By Lizzie Ryan
EMMIE talked influences, school, Wisconsin and more with Zola Jesus before her stop in Madison, where she played for a jam-packed Memorial Union.
You attended the University of Wisconsin-Madison before graduating and moving to Los Angeles. What were some of your largest challenges while managing being a full-time student and following your dreams as a musician?
Zola Jesus: Oh my gosh, just the biggest one was trying to make that happen, trying to make that work. I would be touring while still in school, and then there were exams, and then I was in Europe during final exams.
ZJ: Yes, it was. I loved school, I wanted to stay in school, but I really wanted to pursue music. You figure out how to manage both and you work extremely hard. Thankfully, I had a lot of professors that were understanding.
What’s the largest sacrifice you’ve made to pursue your dream in music?
ZJ: When you’re doing something that you love and are so passionate about, nothing feels like a sacrifice. I don’t feel like I’ve made any sacrifices. There are things I’ve had to do—work really hard, not sleep for a couple of weeks—but it never feels like work. It’s like you’re on autopilot by that point. You want to be doing what you’re doing so badly that you enjoy everything. So, I don’t know. I don’t consider anything I’ve done a sacrifice.
You’ve performed here in Madison, Wisconsin before, and we’re so excited to have you back. What is your favorite song to perform?
ZJ: “Nail,” actually. That song is the most emotional when I perform, and I really like that it’s acapella—it’s challenging. It feels very raw.
What was your daily routine for writing your newest album, Taiga?
ZJ: I lived on this island off of Washington you had to take an hour ferry ride to get to—very isolated. I only went into town once a week, maybe once every couple of weeks, so I had a house on the water and would wake up and write and write until I went to sleep. When I wasn’t writing I was walking around by the water, by the forest, and that’s kind of where I feel most and home. I was just soaking that up.
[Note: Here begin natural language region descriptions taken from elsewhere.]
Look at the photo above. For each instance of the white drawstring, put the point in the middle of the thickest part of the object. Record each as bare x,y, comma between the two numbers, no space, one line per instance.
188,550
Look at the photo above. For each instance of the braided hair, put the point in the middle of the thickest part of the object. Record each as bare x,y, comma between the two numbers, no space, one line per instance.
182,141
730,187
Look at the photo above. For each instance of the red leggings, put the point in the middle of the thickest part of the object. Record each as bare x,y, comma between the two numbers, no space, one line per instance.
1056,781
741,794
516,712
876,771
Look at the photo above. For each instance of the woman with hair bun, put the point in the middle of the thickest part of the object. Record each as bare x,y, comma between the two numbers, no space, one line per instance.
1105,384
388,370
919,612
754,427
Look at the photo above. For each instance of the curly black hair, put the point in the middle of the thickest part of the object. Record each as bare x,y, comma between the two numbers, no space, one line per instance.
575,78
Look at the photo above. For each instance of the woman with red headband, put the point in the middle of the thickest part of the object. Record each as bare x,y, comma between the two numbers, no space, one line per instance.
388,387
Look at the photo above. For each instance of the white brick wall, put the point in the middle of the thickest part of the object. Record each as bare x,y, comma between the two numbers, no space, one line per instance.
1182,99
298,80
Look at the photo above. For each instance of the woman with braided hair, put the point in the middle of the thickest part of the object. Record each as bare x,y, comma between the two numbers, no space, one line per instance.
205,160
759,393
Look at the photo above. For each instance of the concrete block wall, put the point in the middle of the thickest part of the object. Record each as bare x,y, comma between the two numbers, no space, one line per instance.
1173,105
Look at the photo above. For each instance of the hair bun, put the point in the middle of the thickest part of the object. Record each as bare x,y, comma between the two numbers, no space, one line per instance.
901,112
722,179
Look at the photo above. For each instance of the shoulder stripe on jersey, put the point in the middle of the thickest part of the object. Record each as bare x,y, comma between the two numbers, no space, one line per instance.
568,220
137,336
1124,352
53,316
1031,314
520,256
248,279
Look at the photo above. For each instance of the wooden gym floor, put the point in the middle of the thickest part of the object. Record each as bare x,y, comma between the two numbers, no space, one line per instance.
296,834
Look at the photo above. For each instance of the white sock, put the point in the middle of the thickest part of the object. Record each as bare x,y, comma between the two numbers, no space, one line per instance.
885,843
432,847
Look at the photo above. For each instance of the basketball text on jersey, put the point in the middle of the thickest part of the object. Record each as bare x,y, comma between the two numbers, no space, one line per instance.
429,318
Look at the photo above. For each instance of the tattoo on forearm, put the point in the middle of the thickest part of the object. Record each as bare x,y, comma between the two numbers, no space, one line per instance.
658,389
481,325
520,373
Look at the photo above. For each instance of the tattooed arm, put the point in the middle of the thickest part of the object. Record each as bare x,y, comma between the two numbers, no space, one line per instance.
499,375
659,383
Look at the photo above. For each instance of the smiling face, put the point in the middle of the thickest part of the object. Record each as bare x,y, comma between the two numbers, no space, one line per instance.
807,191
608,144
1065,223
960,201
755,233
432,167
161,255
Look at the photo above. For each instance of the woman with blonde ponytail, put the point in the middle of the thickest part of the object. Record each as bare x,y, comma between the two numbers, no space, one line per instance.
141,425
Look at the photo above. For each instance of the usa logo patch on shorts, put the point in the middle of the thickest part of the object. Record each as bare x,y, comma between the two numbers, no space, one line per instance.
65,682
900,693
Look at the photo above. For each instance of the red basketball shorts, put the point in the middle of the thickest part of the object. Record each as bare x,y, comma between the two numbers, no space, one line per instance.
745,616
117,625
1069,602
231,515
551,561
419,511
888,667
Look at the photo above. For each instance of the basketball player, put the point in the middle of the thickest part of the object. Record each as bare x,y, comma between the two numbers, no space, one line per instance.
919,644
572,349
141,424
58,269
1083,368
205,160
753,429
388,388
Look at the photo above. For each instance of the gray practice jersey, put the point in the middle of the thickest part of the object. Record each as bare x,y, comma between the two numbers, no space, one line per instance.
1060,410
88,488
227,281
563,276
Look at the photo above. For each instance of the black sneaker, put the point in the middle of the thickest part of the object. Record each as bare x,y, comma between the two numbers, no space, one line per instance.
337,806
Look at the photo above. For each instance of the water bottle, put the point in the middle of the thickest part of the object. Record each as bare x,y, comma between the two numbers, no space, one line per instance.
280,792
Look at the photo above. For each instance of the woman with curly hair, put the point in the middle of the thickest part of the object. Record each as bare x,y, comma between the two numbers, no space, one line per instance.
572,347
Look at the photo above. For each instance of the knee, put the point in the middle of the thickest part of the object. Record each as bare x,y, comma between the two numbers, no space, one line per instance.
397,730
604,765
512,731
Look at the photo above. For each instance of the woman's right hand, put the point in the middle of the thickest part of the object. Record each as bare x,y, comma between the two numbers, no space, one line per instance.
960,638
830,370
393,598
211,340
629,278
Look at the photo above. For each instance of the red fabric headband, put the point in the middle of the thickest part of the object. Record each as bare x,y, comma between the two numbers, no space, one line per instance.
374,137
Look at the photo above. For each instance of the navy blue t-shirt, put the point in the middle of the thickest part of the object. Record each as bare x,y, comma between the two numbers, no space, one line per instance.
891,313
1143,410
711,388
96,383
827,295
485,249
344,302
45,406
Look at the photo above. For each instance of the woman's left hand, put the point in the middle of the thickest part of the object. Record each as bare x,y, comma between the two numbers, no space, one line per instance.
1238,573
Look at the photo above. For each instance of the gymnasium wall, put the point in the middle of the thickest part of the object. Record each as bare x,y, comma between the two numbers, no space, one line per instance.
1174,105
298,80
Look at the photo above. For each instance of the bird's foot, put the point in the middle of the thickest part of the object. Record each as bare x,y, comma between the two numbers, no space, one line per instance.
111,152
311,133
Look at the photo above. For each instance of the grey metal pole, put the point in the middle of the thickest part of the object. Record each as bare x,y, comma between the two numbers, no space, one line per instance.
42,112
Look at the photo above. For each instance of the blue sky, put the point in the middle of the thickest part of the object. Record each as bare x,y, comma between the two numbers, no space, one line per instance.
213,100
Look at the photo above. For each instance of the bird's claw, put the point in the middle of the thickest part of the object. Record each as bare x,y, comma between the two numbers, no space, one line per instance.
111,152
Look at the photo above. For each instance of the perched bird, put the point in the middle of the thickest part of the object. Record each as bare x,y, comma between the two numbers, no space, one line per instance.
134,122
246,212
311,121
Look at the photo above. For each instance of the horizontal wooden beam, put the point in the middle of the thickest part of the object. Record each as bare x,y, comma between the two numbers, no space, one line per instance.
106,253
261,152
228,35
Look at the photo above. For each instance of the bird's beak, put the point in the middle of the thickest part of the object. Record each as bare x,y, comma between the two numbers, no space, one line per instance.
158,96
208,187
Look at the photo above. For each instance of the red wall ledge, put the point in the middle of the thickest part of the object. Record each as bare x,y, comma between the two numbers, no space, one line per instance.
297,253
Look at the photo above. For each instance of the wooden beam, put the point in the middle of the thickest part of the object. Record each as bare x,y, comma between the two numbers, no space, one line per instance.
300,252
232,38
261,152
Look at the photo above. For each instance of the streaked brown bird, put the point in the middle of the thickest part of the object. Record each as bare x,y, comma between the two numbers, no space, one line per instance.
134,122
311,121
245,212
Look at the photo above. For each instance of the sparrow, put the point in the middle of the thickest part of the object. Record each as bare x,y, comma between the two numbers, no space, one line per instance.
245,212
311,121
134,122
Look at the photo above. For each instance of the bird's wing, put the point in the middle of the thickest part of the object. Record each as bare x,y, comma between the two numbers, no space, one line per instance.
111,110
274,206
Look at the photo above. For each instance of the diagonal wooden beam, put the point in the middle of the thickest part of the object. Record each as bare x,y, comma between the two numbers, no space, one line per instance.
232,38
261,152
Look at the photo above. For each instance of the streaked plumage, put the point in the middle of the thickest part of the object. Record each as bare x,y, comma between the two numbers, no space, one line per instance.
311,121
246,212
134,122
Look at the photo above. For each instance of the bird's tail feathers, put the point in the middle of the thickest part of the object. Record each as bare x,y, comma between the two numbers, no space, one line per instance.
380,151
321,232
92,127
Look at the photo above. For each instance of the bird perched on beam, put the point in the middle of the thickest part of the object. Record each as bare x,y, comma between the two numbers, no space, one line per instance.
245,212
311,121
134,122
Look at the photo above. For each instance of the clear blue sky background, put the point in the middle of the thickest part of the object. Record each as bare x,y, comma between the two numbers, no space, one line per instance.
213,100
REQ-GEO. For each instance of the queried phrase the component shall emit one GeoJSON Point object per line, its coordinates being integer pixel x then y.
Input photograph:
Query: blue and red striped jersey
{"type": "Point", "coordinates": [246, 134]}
I read that your childhood in Merrill, Wisconsin really shaped your music, and it was the secluded location that affected your songwriting. Can you elaborate on that?
ZJ: Growing up in an area that’s so far from cultural hubs… it was three hours from Minneapolis, three hours from Madison, even, so to get anywhere with anything going on is out of the question. You really have to invent your own world to entertain yourself and to discover things on your own organically. In that way, I didn’t have a lot—you live in Wisconsin, you make your own fun. I feel like northern Wisconsin influenced me in that way.
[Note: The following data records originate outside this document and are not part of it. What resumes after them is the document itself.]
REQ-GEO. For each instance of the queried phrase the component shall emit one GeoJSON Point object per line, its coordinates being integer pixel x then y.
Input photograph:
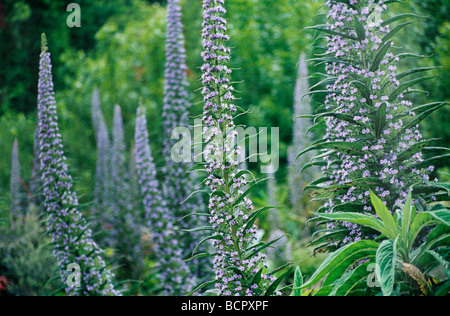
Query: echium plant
{"type": "Point", "coordinates": [125, 221]}
{"type": "Point", "coordinates": [392, 265]}
{"type": "Point", "coordinates": [173, 270]}
{"type": "Point", "coordinates": [372, 137]}
{"type": "Point", "coordinates": [239, 260]}
{"type": "Point", "coordinates": [178, 183]}
{"type": "Point", "coordinates": [102, 191]}
{"type": "Point", "coordinates": [16, 195]}
{"type": "Point", "coordinates": [82, 269]}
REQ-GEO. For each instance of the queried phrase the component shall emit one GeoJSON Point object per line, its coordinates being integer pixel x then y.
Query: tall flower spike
{"type": "Point", "coordinates": [372, 139]}
{"type": "Point", "coordinates": [16, 195]}
{"type": "Point", "coordinates": [173, 270]}
{"type": "Point", "coordinates": [178, 183]}
{"type": "Point", "coordinates": [301, 138]}
{"type": "Point", "coordinates": [238, 270]}
{"type": "Point", "coordinates": [73, 245]}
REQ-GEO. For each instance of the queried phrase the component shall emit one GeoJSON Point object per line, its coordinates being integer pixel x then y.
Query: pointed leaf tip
{"type": "Point", "coordinates": [44, 45]}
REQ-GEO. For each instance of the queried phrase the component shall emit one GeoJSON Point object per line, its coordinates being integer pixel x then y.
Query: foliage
{"type": "Point", "coordinates": [71, 238]}
{"type": "Point", "coordinates": [404, 263]}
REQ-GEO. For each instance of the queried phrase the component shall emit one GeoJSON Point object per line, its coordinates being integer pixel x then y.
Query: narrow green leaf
{"type": "Point", "coordinates": [386, 258]}
{"type": "Point", "coordinates": [360, 219]}
{"type": "Point", "coordinates": [408, 217]}
{"type": "Point", "coordinates": [379, 57]}
{"type": "Point", "coordinates": [406, 85]}
{"type": "Point", "coordinates": [380, 120]}
{"type": "Point", "coordinates": [341, 260]}
{"type": "Point", "coordinates": [345, 285]}
{"type": "Point", "coordinates": [273, 287]}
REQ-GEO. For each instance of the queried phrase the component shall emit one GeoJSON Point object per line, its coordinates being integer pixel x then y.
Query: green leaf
{"type": "Point", "coordinates": [421, 221]}
{"type": "Point", "coordinates": [258, 250]}
{"type": "Point", "coordinates": [412, 150]}
{"type": "Point", "coordinates": [413, 71]}
{"type": "Point", "coordinates": [201, 286]}
{"type": "Point", "coordinates": [444, 263]}
{"type": "Point", "coordinates": [273, 287]}
{"type": "Point", "coordinates": [385, 216]}
{"type": "Point", "coordinates": [409, 213]}
{"type": "Point", "coordinates": [439, 236]}
{"type": "Point", "coordinates": [386, 258]}
{"type": "Point", "coordinates": [400, 17]}
{"type": "Point", "coordinates": [406, 85]}
{"type": "Point", "coordinates": [363, 89]}
{"type": "Point", "coordinates": [395, 31]}
{"type": "Point", "coordinates": [200, 255]}
{"type": "Point", "coordinates": [298, 282]}
{"type": "Point", "coordinates": [214, 237]}
{"type": "Point", "coordinates": [322, 29]}
{"type": "Point", "coordinates": [360, 32]}
{"type": "Point", "coordinates": [341, 260]}
{"type": "Point", "coordinates": [441, 185]}
{"type": "Point", "coordinates": [252, 218]}
{"type": "Point", "coordinates": [247, 192]}
{"type": "Point", "coordinates": [343, 147]}
{"type": "Point", "coordinates": [314, 184]}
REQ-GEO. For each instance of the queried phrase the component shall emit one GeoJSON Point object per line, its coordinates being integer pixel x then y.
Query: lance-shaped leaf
{"type": "Point", "coordinates": [360, 219]}
{"type": "Point", "coordinates": [379, 57]}
{"type": "Point", "coordinates": [406, 85]}
{"type": "Point", "coordinates": [380, 120]}
{"type": "Point", "coordinates": [385, 216]}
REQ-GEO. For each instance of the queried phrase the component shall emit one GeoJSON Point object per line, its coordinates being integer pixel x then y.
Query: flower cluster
{"type": "Point", "coordinates": [16, 196]}
{"type": "Point", "coordinates": [178, 183]}
{"type": "Point", "coordinates": [376, 145]}
{"type": "Point", "coordinates": [102, 192]}
{"type": "Point", "coordinates": [238, 267]}
{"type": "Point", "coordinates": [71, 237]}
{"type": "Point", "coordinates": [173, 271]}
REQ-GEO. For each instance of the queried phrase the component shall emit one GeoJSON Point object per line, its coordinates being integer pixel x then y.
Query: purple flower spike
{"type": "Point", "coordinates": [82, 269]}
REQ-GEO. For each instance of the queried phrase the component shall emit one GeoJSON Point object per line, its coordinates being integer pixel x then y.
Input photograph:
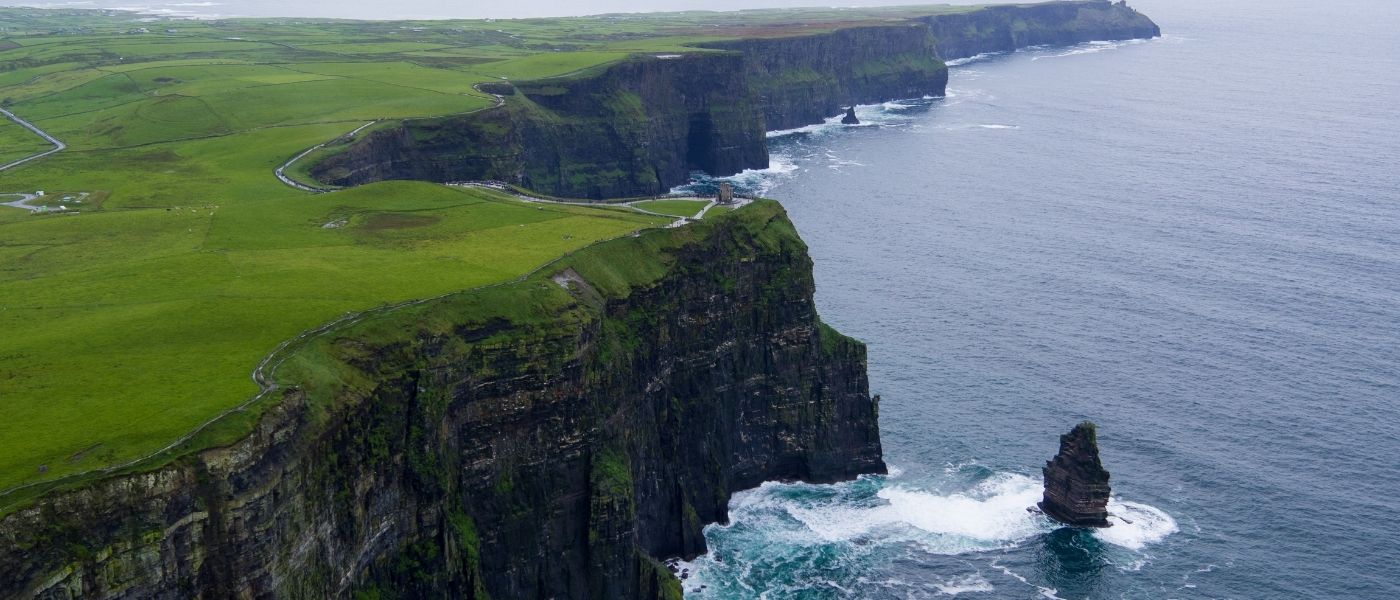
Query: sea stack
{"type": "Point", "coordinates": [1077, 486]}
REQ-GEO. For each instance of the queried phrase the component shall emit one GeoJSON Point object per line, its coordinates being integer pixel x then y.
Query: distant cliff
{"type": "Point", "coordinates": [640, 126]}
{"type": "Point", "coordinates": [550, 438]}
{"type": "Point", "coordinates": [1004, 28]}
{"type": "Point", "coordinates": [802, 80]}
{"type": "Point", "coordinates": [633, 127]}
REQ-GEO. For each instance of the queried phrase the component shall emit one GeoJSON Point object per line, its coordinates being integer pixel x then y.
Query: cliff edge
{"type": "Point", "coordinates": [549, 438]}
{"type": "Point", "coordinates": [640, 126]}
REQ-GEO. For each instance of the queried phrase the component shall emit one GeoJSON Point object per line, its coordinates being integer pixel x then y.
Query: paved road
{"type": "Point", "coordinates": [58, 146]}
{"type": "Point", "coordinates": [282, 169]}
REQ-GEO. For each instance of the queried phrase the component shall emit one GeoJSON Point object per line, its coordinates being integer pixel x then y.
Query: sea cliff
{"type": "Point", "coordinates": [548, 438]}
{"type": "Point", "coordinates": [640, 126]}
How did you channel your childhood that was filled with nature and the woods of northern Wisconsin into the music?
ZJ: It’s partly subconscious and conceptual, but I think the most important thing is having that seclusion again, because with the record before this, I wrote it in downtown Los Angeles. Returning to that peace that feels very much like home to me—that allowed a different type of writing and liberation and empowerment in my creativity that I kind of lost when I left WI—that was the most important thing. Also, being a part of the natural world made me think of human relationships to nature and why we feel so separated from it. These things are very much a part of the lyrics in Taiga.
Who are your musical inspirations?
ZJ: That is hard to say. When you’re making music, if you’re inspired by other musicians, I feel like it’s almost like cheating, in a way. I prefer to be inspired by things that aren’t musical because it’s more work to try to transliterate the inspiration into a different form.
Like the forests that inspired Taiga.
ZJ: Yeah, or architecture, experiences, film, things like that.
How does architecture inspire you for a song?
ZJ: I’m really inspired by Frank Lloyd Wright. There’s just a bunch of architects, like mid-century modern, Tadao Ando [Japanese minimalist architect], one guy based [in Seattle] that I’m totally obsessed with, Tom Kundig. I like buildings because they are creating a physical environment, and it’s just like a utopia. These architects are trying to create this ideal microcosm that people can live in, can work in, and they have all these different utilities. It’s utilitarian, but it’s also it’s trying to oversee an ideal for humanity and for the world, and I’d like to be in those spaces and try to think about the music. What kind of music would be playing for the piece of architecture I’m inspired by? I work off of that. It’s all part of this bigger universe.
Do you think you’ll return to the forests of Wisconsin, where you grew up, to gain inspiration for another album?
ZJ: Actually, I’m planning on moving back there. It’s interesting. I’ve lived in a bunch of different places, but once you leave the place where you’ve grown up with such strong roots… I feel like I’ve been trying to find Wisconsin in all these other parts of the world. I think I just need to go back.